Recipe: VICKI RAVLICH-HORAN | Images: ASHLEE DECAIRES
Bacon and cheese are always a winning combination. Wrap it in pastry and turn it into the crowning lunch dish.
2 tbsp oil
1 cup bacon pieces
1 onion, diced
2 x sheets of ready-rolled puff pastry
4 tbsp tomato sauce
150g Meyer Vintage gouda, grated
1 egg, lightly beaten
1 tsp sesame seeds
Preheat the oven to 200°C/180°C. Line a large baking tray with baking paper.
Heat a pan with the oil and gently sauté the onion and bacon until the onion is soft.

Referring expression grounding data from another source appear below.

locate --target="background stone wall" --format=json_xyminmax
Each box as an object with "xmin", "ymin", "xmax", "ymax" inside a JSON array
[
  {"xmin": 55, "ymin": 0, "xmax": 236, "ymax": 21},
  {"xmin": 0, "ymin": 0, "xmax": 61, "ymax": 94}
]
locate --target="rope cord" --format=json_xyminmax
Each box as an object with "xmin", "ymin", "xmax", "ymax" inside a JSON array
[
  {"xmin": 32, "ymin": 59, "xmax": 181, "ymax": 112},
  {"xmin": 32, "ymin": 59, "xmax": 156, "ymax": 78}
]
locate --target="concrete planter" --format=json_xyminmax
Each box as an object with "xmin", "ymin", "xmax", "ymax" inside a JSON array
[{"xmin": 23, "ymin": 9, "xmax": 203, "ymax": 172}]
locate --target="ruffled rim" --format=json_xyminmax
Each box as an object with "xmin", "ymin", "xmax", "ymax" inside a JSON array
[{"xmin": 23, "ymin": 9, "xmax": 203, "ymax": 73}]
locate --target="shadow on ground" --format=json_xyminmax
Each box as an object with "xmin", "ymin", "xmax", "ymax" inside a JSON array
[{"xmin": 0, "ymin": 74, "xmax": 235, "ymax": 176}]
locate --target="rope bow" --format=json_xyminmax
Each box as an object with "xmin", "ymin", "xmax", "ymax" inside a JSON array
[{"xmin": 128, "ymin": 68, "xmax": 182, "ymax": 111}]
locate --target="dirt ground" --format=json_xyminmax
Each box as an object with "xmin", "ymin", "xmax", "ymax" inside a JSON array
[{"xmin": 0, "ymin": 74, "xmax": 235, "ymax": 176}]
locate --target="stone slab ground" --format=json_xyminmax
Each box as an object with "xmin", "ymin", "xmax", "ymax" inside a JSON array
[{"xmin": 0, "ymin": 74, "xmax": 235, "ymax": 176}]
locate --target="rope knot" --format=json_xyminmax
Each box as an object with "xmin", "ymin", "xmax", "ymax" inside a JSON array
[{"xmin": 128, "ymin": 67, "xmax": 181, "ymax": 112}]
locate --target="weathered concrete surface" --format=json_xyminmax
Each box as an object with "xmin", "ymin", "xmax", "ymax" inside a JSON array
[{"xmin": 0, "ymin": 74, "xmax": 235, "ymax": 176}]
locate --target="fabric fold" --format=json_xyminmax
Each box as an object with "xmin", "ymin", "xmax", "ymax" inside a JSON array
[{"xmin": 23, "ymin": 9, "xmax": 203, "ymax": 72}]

While the onion and bacon are cooling, join the two pieces of pastry together. Place the pastry on the lined baking tray.
Spread with the tomato sauce, leaving a 1cm border around the edges. Spread the onion and bacon and then cheese over the tomato sauce.
Roll up the pastry like a Swiss roll, starting from the long edge. Once it’s rolled, bring the two ends together to create a ring and join by squashing the pastry together.
Using a sharp knife, cut 2cm width slits around the edges, making sure not to go all the way through. Gently pull and twist each section of pastry and lay the slices on their side, so the swirly bits are slightly exposed.
Brush the top of the pastry with beaten egg and sprinkle with the sesame seeds. Bake in the oven for 30–40 minutes at 200°C.